Interval training can be used to lose weight, build muscle and boost stamina – if you know how to do it right. Here’s what’s wrong with most interval training programs and how you can avoid making serious training mistakes.
If you’re like me, you know that interval training is all the rage in many of the mainstream health and fitness websites, fitness magazines, etc.
But, if you look at a lot of the suggested programs – they aren’t truly high intensity interval training at all.
By now, you’ve probably heard plenty of fitness experts talk about the benefits of cranking up the intensity of your workouts… less time spent working out, more fat burned, boosts metabolism, revs up heart and lung power, etc. But that’s where many of these so-called interval workouts miss the boat.

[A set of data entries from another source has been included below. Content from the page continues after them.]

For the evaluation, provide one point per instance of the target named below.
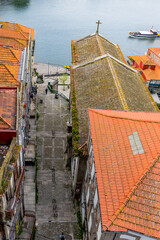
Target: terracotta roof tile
(9, 55)
(8, 108)
(13, 43)
(128, 185)
(9, 75)
(142, 58)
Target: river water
(57, 22)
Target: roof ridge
(104, 56)
(131, 193)
(100, 45)
(123, 117)
(108, 40)
(3, 120)
(88, 36)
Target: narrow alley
(54, 210)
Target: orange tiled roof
(128, 184)
(8, 100)
(145, 59)
(152, 74)
(9, 75)
(13, 43)
(10, 56)
(19, 28)
(155, 50)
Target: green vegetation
(158, 105)
(79, 218)
(37, 115)
(4, 184)
(36, 183)
(34, 234)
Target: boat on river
(152, 34)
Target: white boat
(152, 34)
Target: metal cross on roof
(98, 23)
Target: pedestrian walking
(62, 237)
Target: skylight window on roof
(136, 144)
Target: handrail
(59, 93)
(16, 193)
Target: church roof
(105, 82)
(92, 46)
(126, 150)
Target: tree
(63, 79)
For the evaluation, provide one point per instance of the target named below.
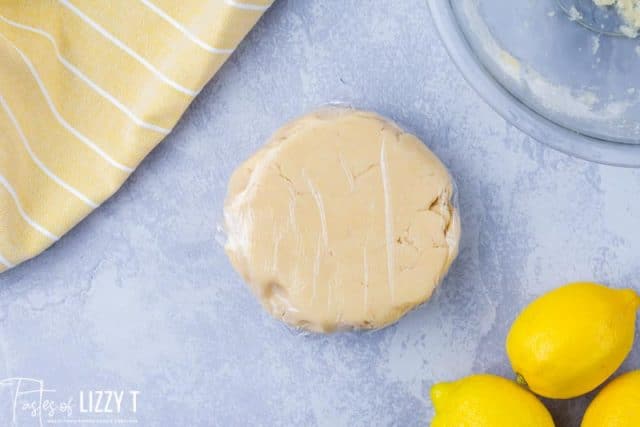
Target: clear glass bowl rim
(513, 110)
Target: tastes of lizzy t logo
(26, 402)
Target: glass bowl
(568, 87)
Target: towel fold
(87, 89)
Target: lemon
(569, 341)
(617, 405)
(487, 401)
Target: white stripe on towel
(86, 79)
(184, 30)
(92, 145)
(119, 43)
(23, 214)
(38, 162)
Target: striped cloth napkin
(87, 89)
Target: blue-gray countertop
(140, 296)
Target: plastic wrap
(341, 221)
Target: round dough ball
(342, 221)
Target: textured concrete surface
(140, 295)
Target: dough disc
(342, 221)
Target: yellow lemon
(617, 405)
(569, 341)
(487, 401)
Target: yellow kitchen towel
(87, 89)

Here’s a simple example (and one that you’ve probably read out there somewhere):
“Sprint for one minute. Jog for 2 minutes. Sprint again and repeat the cycle 10 or more times.”
What’s wrong with this picture?
First of all, you can’t “sprint” for 1 minute. World class long sprinters and middle distance runners can come close, but even they are entering differently energy systems after around 30 or 40 seconds. For the rest of us, a sprint should never go over 30 seconds – and for most of us (in “normal person condition”) sprints of 10 or even 5 seconds are plenty to reap the rewards of high intensity intervals.
Secondly, the recovery times are two short. Tell me this: Even if you COULD actually sprint (really go pedal to the floor, all out effort) for 1 minute, would you be fully recovered after 2 minutes of lower intensity? How fast would your second 1 minute sprint be? As fast as the first one? How fast would you be going by number 8 or 9 or 10? See my point? You would get progressively slower – and each sprint would be progressively lower in intensity.
Longer recoveries allow you to truly sprint “full out” for each of your fast intervals. Doing this can let you train at the higher intensity for a longer total period of time (when compared to trying to go hard straight through or with minimum recovery). You’ll spend more actual time training at the high intensity.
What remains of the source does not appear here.